The tough part of being a tool manufacturer is that the customers want to see the tool in action before they buy. This means that most sales are made through application centres where the customer submits a sample of the job and makes a decision based on what has been demonstrated.

Most of its customers are very large manufacturers, in automotive, electronics or medical industries. They tend to have their own integration teams and they buy the tool and build it into their own production lines. There is also a second tier of customers who work with integrators to build projects. The integrators usually make specialised sub systems and just plug the GSI laser in. There is a third tier of OEM customers, who usually buy a laser without any beam delivery and just build it into their device. Brak believes that GSI has not been actively promoting its name in the market and many people do not realise that they have a GSI laser in their application. When Brak joined the company he was surprised to find there was no marketing department, which is something he has changed, and he has also appointed people with designated responsibility for markets, and product managers with responsibility for product lines.

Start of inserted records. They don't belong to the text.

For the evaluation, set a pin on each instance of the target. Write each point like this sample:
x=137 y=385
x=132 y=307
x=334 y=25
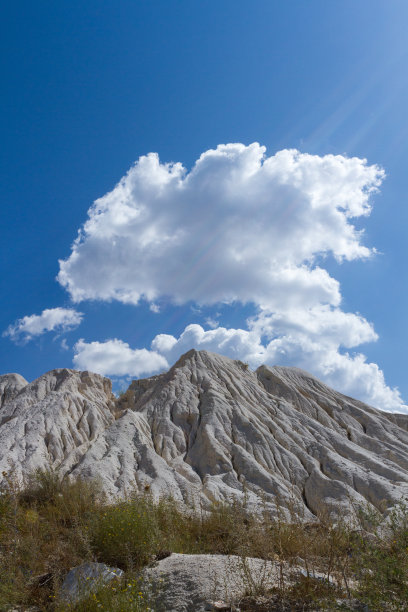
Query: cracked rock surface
x=209 y=430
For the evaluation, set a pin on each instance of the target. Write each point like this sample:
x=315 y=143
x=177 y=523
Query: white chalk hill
x=208 y=430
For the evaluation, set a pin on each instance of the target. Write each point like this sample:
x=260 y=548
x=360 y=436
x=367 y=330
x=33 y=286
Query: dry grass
x=52 y=525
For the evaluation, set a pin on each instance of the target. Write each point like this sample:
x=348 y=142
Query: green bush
x=126 y=534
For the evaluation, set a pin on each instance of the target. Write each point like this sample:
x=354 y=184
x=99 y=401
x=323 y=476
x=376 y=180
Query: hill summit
x=208 y=430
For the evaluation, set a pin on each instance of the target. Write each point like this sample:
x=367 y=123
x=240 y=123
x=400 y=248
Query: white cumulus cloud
x=51 y=319
x=239 y=227
x=116 y=358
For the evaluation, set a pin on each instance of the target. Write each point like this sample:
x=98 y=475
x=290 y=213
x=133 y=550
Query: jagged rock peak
x=10 y=386
x=211 y=430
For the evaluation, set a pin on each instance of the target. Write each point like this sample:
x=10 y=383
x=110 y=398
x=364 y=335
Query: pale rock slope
x=210 y=430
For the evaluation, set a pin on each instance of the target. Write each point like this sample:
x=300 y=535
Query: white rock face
x=190 y=583
x=52 y=421
x=211 y=430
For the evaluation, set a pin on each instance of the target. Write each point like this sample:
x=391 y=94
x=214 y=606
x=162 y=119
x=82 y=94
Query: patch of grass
x=51 y=525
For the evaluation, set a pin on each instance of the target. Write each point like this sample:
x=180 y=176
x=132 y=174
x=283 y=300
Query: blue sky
x=259 y=250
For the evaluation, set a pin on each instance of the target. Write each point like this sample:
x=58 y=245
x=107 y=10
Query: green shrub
x=127 y=595
x=126 y=534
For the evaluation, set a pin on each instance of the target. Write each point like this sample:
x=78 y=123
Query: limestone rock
x=52 y=421
x=10 y=386
x=210 y=430
x=187 y=583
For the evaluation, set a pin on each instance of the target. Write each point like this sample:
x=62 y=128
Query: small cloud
x=116 y=358
x=51 y=319
x=213 y=323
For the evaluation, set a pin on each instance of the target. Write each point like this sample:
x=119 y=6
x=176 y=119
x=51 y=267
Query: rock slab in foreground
x=194 y=583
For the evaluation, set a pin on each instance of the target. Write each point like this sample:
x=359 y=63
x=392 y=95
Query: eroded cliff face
x=209 y=430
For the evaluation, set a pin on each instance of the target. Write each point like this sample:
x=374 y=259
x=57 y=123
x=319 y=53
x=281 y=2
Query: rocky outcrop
x=211 y=430
x=52 y=421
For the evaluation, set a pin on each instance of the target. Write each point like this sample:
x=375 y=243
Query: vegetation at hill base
x=50 y=525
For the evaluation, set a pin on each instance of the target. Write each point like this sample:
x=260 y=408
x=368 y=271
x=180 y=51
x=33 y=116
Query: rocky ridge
x=209 y=430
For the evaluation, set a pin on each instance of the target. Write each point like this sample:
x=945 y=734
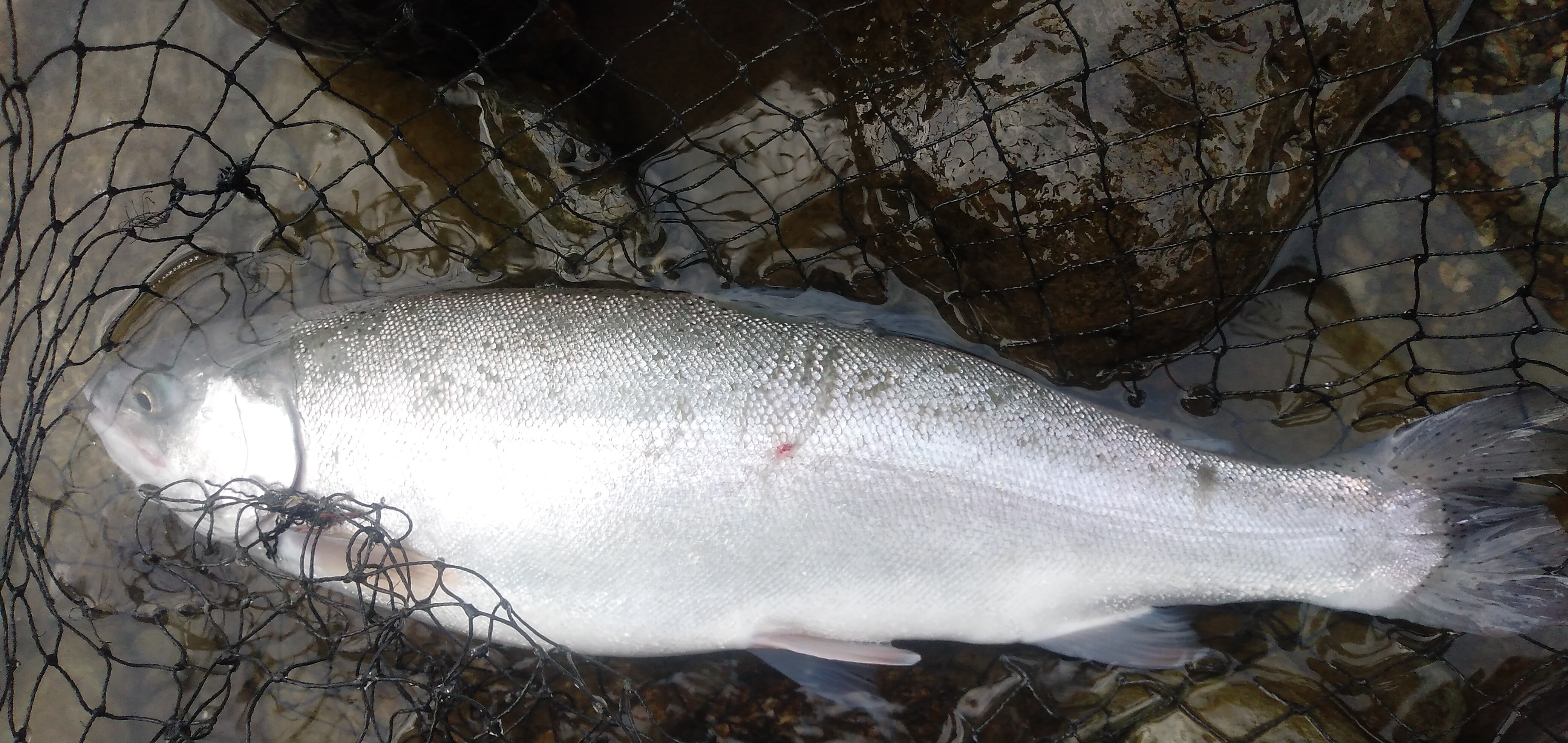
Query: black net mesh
x=1280 y=228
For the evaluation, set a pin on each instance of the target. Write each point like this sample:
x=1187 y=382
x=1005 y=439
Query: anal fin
x=1153 y=639
x=874 y=654
x=839 y=682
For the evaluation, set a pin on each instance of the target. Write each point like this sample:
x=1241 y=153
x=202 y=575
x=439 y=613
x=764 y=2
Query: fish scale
x=626 y=450
x=654 y=474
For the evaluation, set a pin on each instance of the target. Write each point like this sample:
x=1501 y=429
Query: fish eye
x=158 y=396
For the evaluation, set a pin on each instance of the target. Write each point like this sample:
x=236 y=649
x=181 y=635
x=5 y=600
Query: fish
x=642 y=474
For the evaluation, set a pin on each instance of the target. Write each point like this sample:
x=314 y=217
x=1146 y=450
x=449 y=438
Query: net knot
x=237 y=179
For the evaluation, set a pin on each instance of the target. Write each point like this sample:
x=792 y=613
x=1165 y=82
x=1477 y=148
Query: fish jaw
x=234 y=430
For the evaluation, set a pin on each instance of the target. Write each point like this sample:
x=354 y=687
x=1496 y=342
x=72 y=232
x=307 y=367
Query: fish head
x=204 y=427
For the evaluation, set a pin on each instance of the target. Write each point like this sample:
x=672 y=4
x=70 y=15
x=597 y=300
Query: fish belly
x=650 y=474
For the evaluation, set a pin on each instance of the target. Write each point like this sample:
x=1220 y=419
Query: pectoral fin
x=342 y=554
x=876 y=654
x=1153 y=639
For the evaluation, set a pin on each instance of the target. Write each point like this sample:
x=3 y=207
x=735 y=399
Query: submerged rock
x=1086 y=187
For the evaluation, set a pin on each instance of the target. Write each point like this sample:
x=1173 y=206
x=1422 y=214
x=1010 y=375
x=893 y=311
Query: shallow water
x=200 y=640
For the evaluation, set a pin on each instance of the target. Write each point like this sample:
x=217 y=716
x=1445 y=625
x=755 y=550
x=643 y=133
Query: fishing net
x=1276 y=228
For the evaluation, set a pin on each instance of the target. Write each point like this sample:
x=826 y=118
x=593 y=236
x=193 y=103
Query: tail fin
x=1507 y=553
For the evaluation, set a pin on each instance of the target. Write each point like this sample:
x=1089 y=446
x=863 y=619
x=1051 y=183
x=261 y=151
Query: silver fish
x=653 y=474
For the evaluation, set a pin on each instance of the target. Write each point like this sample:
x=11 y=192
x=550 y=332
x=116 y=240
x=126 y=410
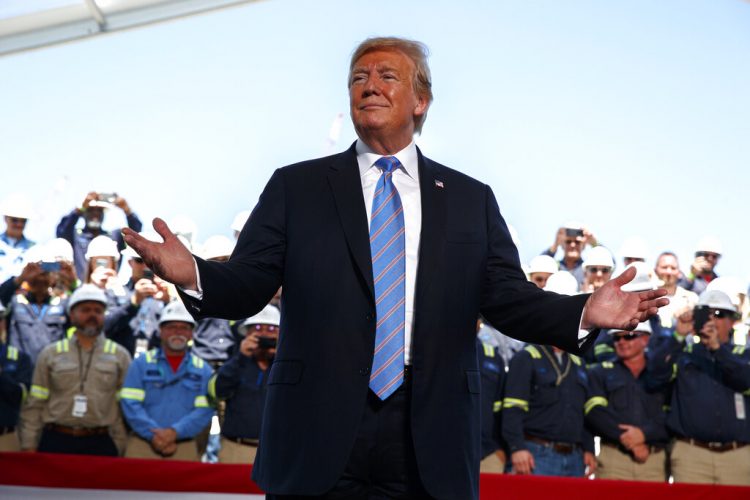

The company has also opened a sales and service operation in China with a large number of local people hired and trained. There are plans to open an application centre in China.

He says: ‘We had a big sales operation with very good people in the US, who had more than 25 years of experience, but in recent years the customer base has largely moved to Asia. We have made some changes and have put a lot more resources into Asia, because we need to be close to our customers and be able to speak to them in their own language.’

Geographical coverage for sales and service has also been reviewed. Brak believes that there is a lot of potential for joint working with other parts of the present GSI Group, which has offices in many Asian countries. The merger with Excel opens up even more opportunities, because its industrial laser manufacturers already have a significant sales, spares and service operation in Asia.

Assuming the merger completes later this year, GSI will emerge with a very strong line-up of products in the industrial laser market with a lot of opportunities to leverage geographical coverage. As with most mergers, it is likely that there will be some rationalisation. It is anybody’s guess whether any sites will be consolidated, but there may be a small overlap in targeted customers.

Excel kept three laser companies under separate names and in separate locations, because each one was serving a different market segment. Either way, GSI has assembled an interesting pile of building blocks out of which it can build a significant player in the laser business in the future.